Reinforcement Learning with Generalizable Gaussian Splatting
Jiaxu Wang, Qiang Zhang, Jingkai Sun, Jiahang Cao, Gang Han, Wen Zhao, Weining Zhang, Yecheng Shao, Yijie Guo, Renjing Xu
TL;DR
This work tackles the critical challenge of environment representation in vision-based reinforcement learning by introducing a generalizable 3D Gaussian Splatting framework (GSRL). It learns a pretrained image-conditioned Gaussian encoder that converts multi-view observations into a 3D Gaussian cloud, enabling differentiable, geometry-aware representations without per-scene optimization. The approach combines depth estimation, per-pixel Gaussian property regression, and refinement to yield 3D-consistent scene representations that feed RL policies. Evaluations on RoboMimic show that GSRL improves performance and stability across multiple tasks and offline RL algorithms, highlighting its practical impact for robust, vision-based robotic control.
Abstract
An excellent representation is crucial for reinforcement learning (RL) performance, especially in vision-based reinforcement learning tasks.
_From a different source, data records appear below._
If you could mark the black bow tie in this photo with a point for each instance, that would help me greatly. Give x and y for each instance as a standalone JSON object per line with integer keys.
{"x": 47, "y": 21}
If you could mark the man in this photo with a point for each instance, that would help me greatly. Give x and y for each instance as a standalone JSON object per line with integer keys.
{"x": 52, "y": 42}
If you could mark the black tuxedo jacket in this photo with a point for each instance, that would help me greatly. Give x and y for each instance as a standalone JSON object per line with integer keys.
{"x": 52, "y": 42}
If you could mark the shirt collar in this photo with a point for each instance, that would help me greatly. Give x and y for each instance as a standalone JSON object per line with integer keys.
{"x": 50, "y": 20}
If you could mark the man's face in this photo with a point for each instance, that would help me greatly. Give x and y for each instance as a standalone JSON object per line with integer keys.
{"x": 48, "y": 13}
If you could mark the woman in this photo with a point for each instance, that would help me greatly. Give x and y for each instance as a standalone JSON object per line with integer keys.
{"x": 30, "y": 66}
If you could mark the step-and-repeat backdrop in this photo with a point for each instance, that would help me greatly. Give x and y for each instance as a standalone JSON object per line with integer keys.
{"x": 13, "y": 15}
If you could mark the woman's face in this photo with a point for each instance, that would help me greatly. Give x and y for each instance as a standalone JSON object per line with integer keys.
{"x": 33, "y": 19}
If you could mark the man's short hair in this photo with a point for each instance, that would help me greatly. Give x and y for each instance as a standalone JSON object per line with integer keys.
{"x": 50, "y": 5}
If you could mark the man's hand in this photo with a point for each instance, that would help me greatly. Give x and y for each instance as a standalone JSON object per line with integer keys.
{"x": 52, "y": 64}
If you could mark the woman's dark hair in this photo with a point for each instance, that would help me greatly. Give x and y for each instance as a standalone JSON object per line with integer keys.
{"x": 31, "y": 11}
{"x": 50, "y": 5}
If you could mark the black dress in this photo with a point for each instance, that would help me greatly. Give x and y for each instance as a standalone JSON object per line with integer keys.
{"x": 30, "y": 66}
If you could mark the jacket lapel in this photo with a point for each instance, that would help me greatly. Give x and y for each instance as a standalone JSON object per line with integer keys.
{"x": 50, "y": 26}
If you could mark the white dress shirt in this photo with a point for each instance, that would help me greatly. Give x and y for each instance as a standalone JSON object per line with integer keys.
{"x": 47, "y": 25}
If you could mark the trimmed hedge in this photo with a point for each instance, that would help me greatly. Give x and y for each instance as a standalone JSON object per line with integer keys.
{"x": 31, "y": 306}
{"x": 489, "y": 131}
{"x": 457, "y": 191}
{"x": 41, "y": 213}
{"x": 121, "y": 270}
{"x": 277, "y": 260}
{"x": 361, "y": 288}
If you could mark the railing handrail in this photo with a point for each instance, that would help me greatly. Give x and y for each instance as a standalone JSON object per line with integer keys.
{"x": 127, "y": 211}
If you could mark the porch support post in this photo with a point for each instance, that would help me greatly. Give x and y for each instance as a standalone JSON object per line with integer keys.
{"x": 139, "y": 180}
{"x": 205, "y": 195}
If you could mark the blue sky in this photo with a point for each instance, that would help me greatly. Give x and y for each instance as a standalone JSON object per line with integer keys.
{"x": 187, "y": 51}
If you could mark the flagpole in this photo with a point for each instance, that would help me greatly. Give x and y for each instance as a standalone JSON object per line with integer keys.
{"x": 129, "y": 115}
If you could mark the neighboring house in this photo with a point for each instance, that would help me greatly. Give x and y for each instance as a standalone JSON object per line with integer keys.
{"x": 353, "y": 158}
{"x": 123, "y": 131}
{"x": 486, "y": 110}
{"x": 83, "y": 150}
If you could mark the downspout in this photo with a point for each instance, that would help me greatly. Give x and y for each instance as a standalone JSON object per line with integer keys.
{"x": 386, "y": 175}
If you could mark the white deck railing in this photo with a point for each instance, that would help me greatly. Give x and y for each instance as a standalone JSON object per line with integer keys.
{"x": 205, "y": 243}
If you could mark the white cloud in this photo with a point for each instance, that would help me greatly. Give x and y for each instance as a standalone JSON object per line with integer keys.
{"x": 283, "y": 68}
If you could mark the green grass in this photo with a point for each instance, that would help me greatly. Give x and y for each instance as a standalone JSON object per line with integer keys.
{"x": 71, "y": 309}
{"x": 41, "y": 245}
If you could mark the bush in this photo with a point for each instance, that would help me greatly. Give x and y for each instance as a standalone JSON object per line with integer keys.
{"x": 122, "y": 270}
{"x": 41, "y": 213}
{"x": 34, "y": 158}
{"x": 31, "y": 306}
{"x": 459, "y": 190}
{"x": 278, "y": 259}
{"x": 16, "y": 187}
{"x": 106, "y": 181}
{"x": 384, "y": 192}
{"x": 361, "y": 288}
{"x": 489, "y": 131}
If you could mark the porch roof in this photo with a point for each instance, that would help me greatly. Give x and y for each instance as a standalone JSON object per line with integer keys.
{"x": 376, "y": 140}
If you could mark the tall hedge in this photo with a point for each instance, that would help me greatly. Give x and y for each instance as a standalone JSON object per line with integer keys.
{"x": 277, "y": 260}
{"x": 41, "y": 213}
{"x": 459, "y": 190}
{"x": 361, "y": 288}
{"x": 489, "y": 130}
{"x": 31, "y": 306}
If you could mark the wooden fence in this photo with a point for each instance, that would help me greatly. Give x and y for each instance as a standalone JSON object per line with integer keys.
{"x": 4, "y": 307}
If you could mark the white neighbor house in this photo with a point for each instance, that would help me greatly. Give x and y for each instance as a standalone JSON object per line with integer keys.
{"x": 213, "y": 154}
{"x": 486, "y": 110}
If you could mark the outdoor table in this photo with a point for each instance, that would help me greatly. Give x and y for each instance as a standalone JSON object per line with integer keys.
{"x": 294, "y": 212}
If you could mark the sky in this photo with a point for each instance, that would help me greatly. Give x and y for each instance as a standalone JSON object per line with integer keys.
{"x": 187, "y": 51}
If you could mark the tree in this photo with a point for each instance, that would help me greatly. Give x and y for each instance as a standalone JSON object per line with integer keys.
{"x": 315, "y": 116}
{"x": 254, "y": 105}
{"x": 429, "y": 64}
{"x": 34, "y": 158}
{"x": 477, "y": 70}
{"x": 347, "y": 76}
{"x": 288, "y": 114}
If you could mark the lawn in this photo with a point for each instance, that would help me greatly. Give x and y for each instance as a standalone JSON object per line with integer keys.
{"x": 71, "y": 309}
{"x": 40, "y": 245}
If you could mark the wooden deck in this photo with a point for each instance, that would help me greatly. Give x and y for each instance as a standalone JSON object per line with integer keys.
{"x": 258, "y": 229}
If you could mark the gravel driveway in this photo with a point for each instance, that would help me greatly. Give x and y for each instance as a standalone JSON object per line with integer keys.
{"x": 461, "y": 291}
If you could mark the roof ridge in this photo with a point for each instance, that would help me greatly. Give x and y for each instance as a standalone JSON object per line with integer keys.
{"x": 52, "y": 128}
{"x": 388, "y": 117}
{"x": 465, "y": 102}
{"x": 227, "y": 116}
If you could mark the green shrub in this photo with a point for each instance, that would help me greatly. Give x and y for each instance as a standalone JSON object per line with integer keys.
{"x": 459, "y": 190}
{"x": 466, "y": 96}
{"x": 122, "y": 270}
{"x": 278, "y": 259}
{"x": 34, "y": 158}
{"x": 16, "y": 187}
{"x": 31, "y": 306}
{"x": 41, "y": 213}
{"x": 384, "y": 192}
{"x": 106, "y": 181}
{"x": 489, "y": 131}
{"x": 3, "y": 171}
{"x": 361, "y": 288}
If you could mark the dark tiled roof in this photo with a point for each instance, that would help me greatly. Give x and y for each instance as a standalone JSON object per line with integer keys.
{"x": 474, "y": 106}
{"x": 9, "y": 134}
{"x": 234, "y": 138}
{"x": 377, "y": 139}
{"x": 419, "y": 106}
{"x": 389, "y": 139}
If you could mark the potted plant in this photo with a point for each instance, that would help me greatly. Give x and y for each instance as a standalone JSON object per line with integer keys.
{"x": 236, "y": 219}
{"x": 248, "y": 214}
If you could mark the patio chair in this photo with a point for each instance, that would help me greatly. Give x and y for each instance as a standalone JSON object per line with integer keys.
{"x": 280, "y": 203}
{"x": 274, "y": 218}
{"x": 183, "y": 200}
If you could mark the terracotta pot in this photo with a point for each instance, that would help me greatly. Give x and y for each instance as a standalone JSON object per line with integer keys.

The quality of the environment representation directly influences the achievement of the learning task. Previous vision-based RL typically uses explicit or implicit ways to represent environments, such as images, points, voxels, and neural radiance fields. However, these representations contain several drawbacks. They cannot either describe complex local geometries or generalize well to unseen scenes, or require precise foreground masks. Moreover, these implicit neural representations are akin to a ``black box", significantly hindering interpretability. 3D Gaussian Splatting (3DGS), with its explicit scene representation and differentiable rendering nature, is considered a revolutionary change for reconstruction and representation methods. In this paper, we propose a novel Generalizable Gaussian Splatting framework to be the representation of RL tasks, called GSRL. Through validation in the RoboMimic environment, our method achieves better results than other baselines in multiple tasks, improving the performance by 10%, 44%, and 15% compared with baselines on the hardest task. This work is the first attempt to leverage generalizable 3DGS as a representation for RL.